Sent from my XT1565 using Tapatalk


----------



## garrybunk (Feb 12, 2014)

Is that XP4 optic different sized from the "standard" LEDDNA sized ones? What about the XP2 & XP3 optics?

-Garry


----------



## OverTheHill (Dec 3, 2004)

garrybunk said:


> Is that XP4 optic different sized from the "standard" LEDDNA sized ones? What about the XP2 & XP3 optics?
> 
> -Garry


It looks to me like it's all one quad optic rather than 4 separate ones Garry, if that's what you are asking.


----------



## garrybunk (Feb 12, 2014)

Oh that's right. I forgot this one wasn't individual optics. 

-Garry


----------



## slcpunk (Feb 4, 2004)

blair witch ride ...


----------



## tigris99 (Aug 26, 2012)

Ya it's a single quad optic 

Sent from my XT1565 using Tapatalk


----------



## MRMOLE (May 31, 2011)

tigris99 said:


> It's a lumen monster that's for sure.
> 
> Update:
> 
> ...


Please keep us updated on this. Light-head size limits this to bar use for a lot of us and a wider beam option would be more useful.
Mole


----------



## indebt (Nov 8, 2009)

Have Ituo look at the Wilma quad optic for the XM-L2's i believe its 26 degrees. That would be a great option for the XP-4.


----------



## tigris99 (Aug 26, 2012)

Oh ya, their taking Pre-Orders now for the xp4.

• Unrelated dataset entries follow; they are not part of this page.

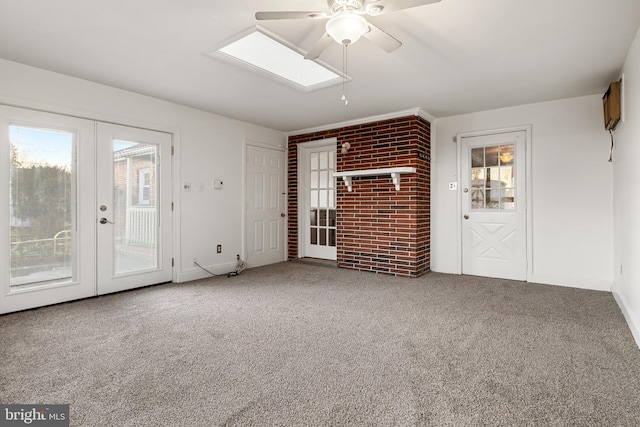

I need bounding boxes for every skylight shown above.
[208,27,342,92]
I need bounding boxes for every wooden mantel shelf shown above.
[333,167,416,192]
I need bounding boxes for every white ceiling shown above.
[0,0,640,131]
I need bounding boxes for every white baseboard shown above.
[431,263,460,274]
[611,283,640,349]
[531,272,612,292]
[176,262,236,283]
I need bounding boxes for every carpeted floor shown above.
[0,263,640,426]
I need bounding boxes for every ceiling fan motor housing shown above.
[327,0,364,13]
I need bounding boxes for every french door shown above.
[298,138,337,260]
[0,106,172,313]
[96,123,172,294]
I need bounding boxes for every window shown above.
[138,169,151,205]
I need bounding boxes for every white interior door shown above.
[96,123,172,294]
[0,106,96,313]
[298,138,337,260]
[246,145,286,267]
[460,131,527,280]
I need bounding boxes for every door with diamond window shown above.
[460,131,527,280]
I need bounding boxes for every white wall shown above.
[431,95,613,291]
[0,60,286,281]
[613,31,640,345]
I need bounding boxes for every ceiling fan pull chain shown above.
[341,43,349,107]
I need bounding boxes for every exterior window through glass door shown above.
[113,139,159,275]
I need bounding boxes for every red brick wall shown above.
[288,116,431,277]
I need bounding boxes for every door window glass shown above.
[469,144,516,210]
[309,150,336,251]
[113,140,158,275]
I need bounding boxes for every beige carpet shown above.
[0,263,640,426]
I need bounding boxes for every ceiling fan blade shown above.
[304,33,333,59]
[365,0,440,15]
[362,22,402,52]
[256,11,327,21]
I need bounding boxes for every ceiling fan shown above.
[256,0,440,59]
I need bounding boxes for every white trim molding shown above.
[611,283,640,349]
[285,108,435,137]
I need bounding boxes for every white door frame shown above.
[240,139,289,265]
[456,125,533,282]
[297,137,338,258]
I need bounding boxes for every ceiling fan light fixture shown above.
[326,12,369,45]
[367,4,384,16]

I know their looking into all available options so it's sorted by the time their in stock.

Mole, I agree, big problem is so many here talk about wanting laser beam level beam patterns. So they went off majority of postings I'm guessing.

Sent from my SM-T350 using Tapatalk


----------



## tigris99 (Aug 26, 2012)

sorry guys, havent gotten to the beam comparisons and all that yet. Busy weekend with youngest birthday and all. Hopefulyl get to that tomorrow night


----------



## tigris99 (Aug 26, 2012)

Here's pic from riding with the xp3/xp4 combo last night. Get to see my ugly mug 😎









Sent from my SM-T350 using Tapatalk


----------



## tigris99 (Aug 26, 2012)

OK guys, finally got off my butt and got a comparison video made of beams.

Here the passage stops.